Somalia and Somaliland are not alone in falling victims to inaccurate and overly broad State Department travel warnings. On principle, the American Civil Liberties Union (ACLU) favors more open and permissive immigration and opposes the return of Iraqis who illegally overstay visas or have committed crimes in the United States to their home country. While litigating their opposition, however, ACLU lawyers used travel warnings to take a racist approach to Iraq. Citing the State Department warning that, “Terrorist and insurgent groups regularly attack both Iraqi security forces and civilians. Anti-U.S. sectarian militias threaten U.S. citizens and Western companies throughout Iraq. Attacks using improvised explosive devices (IEDs) occur in many areas of the country, including Baghdad,” they argued that any Iraqi who returned—especially Christians, women, or Iraqis with long residence in the United States—could expect detention and torture, if not summary execution, upon return. To the ACLU, every Shia was essentially a violent militiaman.

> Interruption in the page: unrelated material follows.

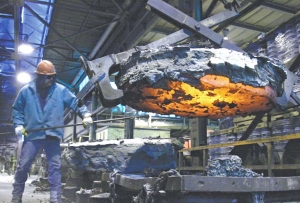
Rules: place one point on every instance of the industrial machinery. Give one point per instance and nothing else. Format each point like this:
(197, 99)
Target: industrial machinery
(148, 82)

In court, many seemed surprised when confronted with United Nations (UN) statistics that showed that civilian deaths from terrorism or political violence declined 90 percent between December 2016 and December 2018. These numbers are now so low that the UN no longer keeps track. Still, the three dozen deaths in 2018 were tragic but equal to the number of murders in Hartford, Connecticut last year, a city with one-fortieth the population of Iraq. Perhaps, if the ACLU is true to its principles, it should oppose extradition to Hartford.
To paint Iraq with a broad brush is lazy. Certainly, certain Baghdad neighborhoods like Sadr City remain dangerous, as well as some areas of Mosul and Kirkuk. However, the inner-neighborhoods of Baghdad have undergone a renaissance. Families sample the latest restaurants, take children to amusement parks, hang out in malls, or stroll the cornice. Former hotbeds of insurgency like Fallujah and Ramadi are rapidly catching up to Iraqi Kurdistan in terms of development and infrastructure. To walk around the Kurdish cities of Erbil or Sulaimani requires no more security than a walk around Istanbul or Abu Dhabi.
Nor is the problem limited to the Middle East. Cartagena, Colombia, is a vibrant tourist destination and a United Nations Educational, Scientific, and Cultural Organization world heritage site. Yet, the State Department urges all visitors to Colombia to “exercise increased caution due to civil unrest and kidnapping,” two problems that simply do not apply to the city or its environs. The State Department even warns against visiting France. “Terrorist groups continue plotting possible attacks in France. Terrorists may attack with little or no warning, targeting tourist locations, transportation hubs, markets/shopping malls, local government facilities, hotels, clubs, restaurants, places of worship, parks, major sporting and cultural events, educational institutions, airports, and other public areas,” the Department’s travel advisory reads. This makes France equivalent to Tajikistan in Secretary of State Antony Blinken’s view. No offense to Tajikistan: I resided there for more than four months and fell in love with the country. Still, Dushanbe is not Paris.